Today, at the end of our football practice (I am the head coach of 5-8 year olds) we rewarded the boys for their hard work by playing a game and having some fun. So we split into two groups. The losing group had to do push-ups, but instead of just that team doing that, the winning team came over to do them, too. They didn’t have to, they were not prompted to do it, but they decided to do it on their own. Instead of just watching them, they came over and joined in… and they had fun doing it. They were lifting each other up, they were winning and losing as a team.
The same goes if a player is struggling on a field, holding his head down, breathing heavy, having a hard time… we are teaching these young men to pick him up, to encourage to say: “I need you… The team needs you!”
The same goes with family dynamics… if mom is sick, dad has to step in. If dad is sick, mom will take over practices, etc.
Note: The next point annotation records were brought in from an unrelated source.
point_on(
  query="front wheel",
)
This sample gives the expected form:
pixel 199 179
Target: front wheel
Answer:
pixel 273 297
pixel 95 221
The same goes if one parent has to work late, you work together as a team… not resenting each other. The kids also have to understand this, and they too should step in to help. Maybe they are helping by reading books to the younger ones (Our Oldest Jack loves to read to his brothers and sister). Maybe they help with laundry. What ever it is, they need to treat their family as a team. We need to teach them to ask or offer to help, rather than being told to help. We need to teach them that they are part of a life long team that will always need them… FAMILY!
3 Team-building activities for your home or team:
1). When we run, the first ones to finish have to turn around and clap for the rest of the team. By the last runner, the rest of the team is cheering for them and encouraging them. Sometimes the ones that finish first run back to run beside the kids in the back of the pack. If you are in a family, you could do this with school work. The first one done helps the others. If someone is frustrated, the other kids offer tips and ideas to help. Remember, as parents we are not their only teachers, they learn a lot from their siblings.
2). Dinner time – everyone helps out. One sets the table, one gets the drinks, one gets the napkins, one cooks, one serves, etc… We all work to get food on the table. The same goes for cleaning up after dinner.
Take this onto the field- everyone helps unload equipment and set it up. Everyone breaks it down at the end.
3). If the kids want to play a game, they have to “pay for it”.
For football- the kids do up-downs, jumping jacks, push-ups, or run sprints. They have to cheer on other kids (this is a must).
At home- a special chore for a special treats. They encourage each other (example: “Good job sweeping your room. Mom will say it looks great.”)
Parents most important tip: Encouragement. Remember to tell them they did a “good job today at…” Kids of all ages like to hear that, I know I still do!